Hier deutet sich durch den großen Besucheranstrom vor einem gerade neu eröffneten Restaurant die Platzierung der Sondernutzungen an den Plätzen und Höfen an.
 
Andererseits erkennt man hier auch einen der kleineren introvertierten Höfe.
 
Verlassen wir die isometrische Ansicht und begeben uns auf einen Weg durch die  Denkwerkstatt 
.

Von Osten nähern wir uns dem Gebäude. Wir nehmen als erstes die zweigeschossige Bebauung im Vordergrund wahr. Durch die bereits von hier sichtbaren Hochpunkte und die Straßenflucht der Haupterschließung entsteht jedoch schon hier ein erster Eindruck von Urbanität.

Wir schauen in die Richtung aus der wir gerade kamen und stehen auf einer Nebenstraße, mit Blick auf einen der beiden Plätze.
 
Die angelegten Grünflächen und Wasserflächen bieten Möglichkeiten, sich zu entspannen oder mit Kollegen auszutauschen. Auch Besprechungen im Freien sind hier denkbar.

Der Blick ist weiterhin gen Osten gerichtet. Allerdings verlassen wir die öffentlichen Bereiche und blicken in einen der Verwaltungsbereiche.

Wir blicken in Richtung Wald, nach Westen.
Angedeutet sieht man die gestalteten Dachgärten und den zweiten der beiden großen Plätze im Hintergrund.

Dieser Eindruck soll zeigen, wie wir uns den Bereich, in dem die Spin-offs und Start-ups untergebracht sind, vorstellen.
Als einer der Bereiche, die besonders durch Manpower definiert werden, wird er es schaffen, auch abends noch Leben in den Campus zu holen.

Der Hauptvorzug der Arbeit liegt in der Klarheit ihres Konzepts und der Stringenz dessen Umsetzung. Die scharfe Trennung zwischen Bebauung und Landschaft weist über das spezifische Thema hinaus auf eine heute nicht unumstrittene, aber überaus aktuelle Planungsstrategie.

Die von den Verfassern vorgeschlagene Miniaturstadt mit ihren kleinteiligen Bauten, ihren labyrinthischen Wegen auf verschiedenen Ebenen und ihren Plätzen stellt sich nicht nur als Metapher von Kommunikation, sondern auch als mögliches Instrument derselben dar.
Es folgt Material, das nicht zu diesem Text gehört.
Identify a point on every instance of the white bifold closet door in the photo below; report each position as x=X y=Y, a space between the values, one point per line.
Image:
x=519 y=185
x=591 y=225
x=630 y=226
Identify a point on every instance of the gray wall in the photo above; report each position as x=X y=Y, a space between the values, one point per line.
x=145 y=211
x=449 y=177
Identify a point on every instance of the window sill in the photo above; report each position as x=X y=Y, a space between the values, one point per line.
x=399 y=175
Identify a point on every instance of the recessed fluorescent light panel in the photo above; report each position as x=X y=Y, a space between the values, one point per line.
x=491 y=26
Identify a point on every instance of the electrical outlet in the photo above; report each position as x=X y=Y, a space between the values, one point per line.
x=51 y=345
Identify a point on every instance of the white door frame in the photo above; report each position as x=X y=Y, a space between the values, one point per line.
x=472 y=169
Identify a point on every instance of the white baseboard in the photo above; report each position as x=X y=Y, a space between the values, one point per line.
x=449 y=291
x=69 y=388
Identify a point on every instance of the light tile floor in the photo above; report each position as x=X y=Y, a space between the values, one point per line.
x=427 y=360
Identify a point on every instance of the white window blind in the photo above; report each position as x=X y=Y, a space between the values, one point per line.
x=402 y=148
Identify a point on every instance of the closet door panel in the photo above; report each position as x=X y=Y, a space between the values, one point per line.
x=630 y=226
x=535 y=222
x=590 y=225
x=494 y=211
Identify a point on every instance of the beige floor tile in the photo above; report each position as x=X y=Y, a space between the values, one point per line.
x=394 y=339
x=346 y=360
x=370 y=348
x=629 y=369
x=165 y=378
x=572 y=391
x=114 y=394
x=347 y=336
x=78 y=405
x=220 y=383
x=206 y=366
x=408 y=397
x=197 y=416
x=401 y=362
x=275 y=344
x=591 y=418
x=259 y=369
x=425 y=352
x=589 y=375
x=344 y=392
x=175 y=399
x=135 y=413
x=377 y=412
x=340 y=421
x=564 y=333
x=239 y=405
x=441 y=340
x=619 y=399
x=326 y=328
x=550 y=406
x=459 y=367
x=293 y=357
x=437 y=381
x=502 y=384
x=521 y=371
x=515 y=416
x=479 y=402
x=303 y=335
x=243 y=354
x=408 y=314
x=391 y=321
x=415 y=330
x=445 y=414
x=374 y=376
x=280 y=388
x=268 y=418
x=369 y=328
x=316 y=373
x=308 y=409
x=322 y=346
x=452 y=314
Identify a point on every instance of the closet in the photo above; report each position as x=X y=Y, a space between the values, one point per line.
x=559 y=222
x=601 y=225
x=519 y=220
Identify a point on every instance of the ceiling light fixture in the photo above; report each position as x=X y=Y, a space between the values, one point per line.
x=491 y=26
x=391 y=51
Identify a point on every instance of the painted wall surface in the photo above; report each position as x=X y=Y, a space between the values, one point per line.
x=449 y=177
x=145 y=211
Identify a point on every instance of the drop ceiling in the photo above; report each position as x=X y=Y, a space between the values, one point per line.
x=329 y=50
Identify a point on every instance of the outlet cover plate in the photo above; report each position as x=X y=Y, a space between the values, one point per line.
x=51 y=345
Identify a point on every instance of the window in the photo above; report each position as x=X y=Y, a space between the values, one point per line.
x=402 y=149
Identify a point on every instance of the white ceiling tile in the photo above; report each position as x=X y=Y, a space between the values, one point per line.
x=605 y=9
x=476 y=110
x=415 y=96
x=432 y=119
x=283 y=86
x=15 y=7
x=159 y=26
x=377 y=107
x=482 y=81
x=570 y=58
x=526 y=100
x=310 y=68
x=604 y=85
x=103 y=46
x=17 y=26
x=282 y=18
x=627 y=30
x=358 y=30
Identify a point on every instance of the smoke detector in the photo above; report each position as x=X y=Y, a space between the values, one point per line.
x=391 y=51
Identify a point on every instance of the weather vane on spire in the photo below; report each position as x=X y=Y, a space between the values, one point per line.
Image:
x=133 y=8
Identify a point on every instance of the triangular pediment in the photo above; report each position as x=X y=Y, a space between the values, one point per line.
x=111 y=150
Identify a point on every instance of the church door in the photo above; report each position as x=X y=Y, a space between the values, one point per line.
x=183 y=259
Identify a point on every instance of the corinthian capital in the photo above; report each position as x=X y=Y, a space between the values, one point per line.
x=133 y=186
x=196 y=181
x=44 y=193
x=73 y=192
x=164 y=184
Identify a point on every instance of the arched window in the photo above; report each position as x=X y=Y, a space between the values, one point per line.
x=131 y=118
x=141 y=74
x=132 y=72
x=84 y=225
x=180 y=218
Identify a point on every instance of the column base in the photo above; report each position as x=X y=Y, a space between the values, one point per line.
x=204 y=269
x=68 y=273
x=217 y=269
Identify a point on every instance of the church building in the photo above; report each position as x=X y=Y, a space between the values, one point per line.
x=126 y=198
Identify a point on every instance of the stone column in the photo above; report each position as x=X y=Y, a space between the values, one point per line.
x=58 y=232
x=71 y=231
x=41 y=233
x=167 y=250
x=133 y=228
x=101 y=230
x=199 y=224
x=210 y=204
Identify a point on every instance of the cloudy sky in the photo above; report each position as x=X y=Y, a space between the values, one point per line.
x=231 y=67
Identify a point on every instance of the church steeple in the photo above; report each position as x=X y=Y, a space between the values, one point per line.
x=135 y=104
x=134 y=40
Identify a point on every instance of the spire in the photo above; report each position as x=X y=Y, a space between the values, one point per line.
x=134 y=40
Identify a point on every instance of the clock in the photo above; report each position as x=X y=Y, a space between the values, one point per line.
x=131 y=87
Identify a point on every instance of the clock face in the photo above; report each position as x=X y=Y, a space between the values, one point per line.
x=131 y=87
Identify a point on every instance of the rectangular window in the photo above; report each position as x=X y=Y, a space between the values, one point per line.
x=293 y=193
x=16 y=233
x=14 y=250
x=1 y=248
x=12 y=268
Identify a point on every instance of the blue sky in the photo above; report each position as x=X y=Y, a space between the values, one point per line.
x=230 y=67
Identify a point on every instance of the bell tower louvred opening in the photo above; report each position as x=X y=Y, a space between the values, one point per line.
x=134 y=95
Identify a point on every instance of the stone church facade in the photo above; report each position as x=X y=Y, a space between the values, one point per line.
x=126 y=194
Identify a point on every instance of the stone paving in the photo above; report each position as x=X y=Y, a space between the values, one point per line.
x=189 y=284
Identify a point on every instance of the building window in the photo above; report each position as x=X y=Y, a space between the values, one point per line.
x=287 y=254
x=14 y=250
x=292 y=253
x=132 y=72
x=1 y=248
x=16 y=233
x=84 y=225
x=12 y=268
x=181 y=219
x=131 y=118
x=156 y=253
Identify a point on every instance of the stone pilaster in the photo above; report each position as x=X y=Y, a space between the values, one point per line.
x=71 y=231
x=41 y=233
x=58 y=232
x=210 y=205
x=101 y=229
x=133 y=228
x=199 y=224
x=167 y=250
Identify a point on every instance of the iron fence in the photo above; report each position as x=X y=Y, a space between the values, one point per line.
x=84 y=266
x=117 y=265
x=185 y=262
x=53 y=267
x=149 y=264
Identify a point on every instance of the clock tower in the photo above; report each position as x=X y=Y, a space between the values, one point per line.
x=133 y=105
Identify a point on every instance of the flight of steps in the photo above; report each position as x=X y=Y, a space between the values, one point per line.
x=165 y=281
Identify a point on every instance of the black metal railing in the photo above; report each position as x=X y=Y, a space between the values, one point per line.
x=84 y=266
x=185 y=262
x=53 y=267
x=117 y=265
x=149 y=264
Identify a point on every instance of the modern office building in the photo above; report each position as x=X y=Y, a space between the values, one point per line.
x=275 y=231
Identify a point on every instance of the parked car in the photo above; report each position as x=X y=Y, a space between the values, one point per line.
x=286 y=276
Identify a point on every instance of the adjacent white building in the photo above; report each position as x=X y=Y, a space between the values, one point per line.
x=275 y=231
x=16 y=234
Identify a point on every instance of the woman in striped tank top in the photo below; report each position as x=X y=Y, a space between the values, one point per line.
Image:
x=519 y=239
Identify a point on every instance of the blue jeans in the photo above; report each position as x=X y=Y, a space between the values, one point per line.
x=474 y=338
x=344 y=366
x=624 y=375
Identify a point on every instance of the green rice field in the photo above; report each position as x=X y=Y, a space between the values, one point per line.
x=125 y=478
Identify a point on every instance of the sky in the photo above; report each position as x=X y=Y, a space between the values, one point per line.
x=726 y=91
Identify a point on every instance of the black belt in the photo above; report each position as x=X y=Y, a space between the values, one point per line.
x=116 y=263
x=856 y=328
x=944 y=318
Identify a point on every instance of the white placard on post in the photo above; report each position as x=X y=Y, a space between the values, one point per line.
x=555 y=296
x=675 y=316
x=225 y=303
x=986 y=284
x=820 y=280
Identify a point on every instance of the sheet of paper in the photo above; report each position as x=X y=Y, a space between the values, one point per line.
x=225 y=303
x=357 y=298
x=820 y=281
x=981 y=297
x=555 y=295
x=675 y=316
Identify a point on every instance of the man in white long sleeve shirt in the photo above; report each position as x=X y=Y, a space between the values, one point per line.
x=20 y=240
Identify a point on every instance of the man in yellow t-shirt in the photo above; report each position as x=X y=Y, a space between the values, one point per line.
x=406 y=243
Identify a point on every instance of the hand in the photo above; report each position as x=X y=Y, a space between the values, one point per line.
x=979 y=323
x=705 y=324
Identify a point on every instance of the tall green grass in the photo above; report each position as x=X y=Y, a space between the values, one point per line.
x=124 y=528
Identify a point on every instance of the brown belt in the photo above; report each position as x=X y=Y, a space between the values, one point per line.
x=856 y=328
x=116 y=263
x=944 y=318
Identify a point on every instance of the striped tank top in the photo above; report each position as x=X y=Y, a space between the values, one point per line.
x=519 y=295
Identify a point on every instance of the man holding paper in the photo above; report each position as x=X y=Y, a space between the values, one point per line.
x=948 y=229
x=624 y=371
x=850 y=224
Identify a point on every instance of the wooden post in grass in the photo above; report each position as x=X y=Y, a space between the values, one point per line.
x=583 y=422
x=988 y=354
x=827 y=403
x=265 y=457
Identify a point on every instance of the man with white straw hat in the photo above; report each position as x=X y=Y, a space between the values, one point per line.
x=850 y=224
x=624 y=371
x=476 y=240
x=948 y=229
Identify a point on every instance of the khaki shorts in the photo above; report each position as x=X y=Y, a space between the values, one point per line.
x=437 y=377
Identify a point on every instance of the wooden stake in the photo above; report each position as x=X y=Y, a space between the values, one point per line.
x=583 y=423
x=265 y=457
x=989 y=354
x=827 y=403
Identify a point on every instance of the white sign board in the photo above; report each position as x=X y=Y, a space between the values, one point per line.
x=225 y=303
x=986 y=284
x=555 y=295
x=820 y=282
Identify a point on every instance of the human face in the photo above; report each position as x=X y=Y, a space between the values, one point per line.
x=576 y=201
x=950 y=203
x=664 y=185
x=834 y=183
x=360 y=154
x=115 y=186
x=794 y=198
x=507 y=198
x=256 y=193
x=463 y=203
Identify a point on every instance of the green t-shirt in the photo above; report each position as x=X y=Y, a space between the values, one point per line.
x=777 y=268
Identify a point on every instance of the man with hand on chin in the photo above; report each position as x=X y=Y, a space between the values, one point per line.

Besonders einnehmend ist der menschliche Maßstab, der das gesamte Projekt bestimmt.

Dies wird allerdings mit einer arroganten Indifferenz gegenüber dem Bestand erkauft, die nicht nur eine Realisierung erschwert, sondern auch das Projekt jener (ohnehin geringen) zeitlichen Dimension beraubt, die es besitzen könnte.

Kritisch wird auch der Rückgriff auf die Utopien der sechziger Jahre betrachtet, allen voran jener von Alison & Peter Smithson und des Team X, die zwar dem städtebaulichen Diskurs wichtige intellektuelle Impulse verliehen haben, aber in ihrer Umsetzung Schwächen zeigen: Die meisten mehrgeschossigen öffentlichen Räume sind wenig attraktiv und entsprechend sozial problematisch.

Doch auch mit diesen Schwächen leistet die Arbeit einen wichtigen Beitrag zur Frage eines Zukunftscampus, in dem Forschung (auch) über Kommunikation erfolgt.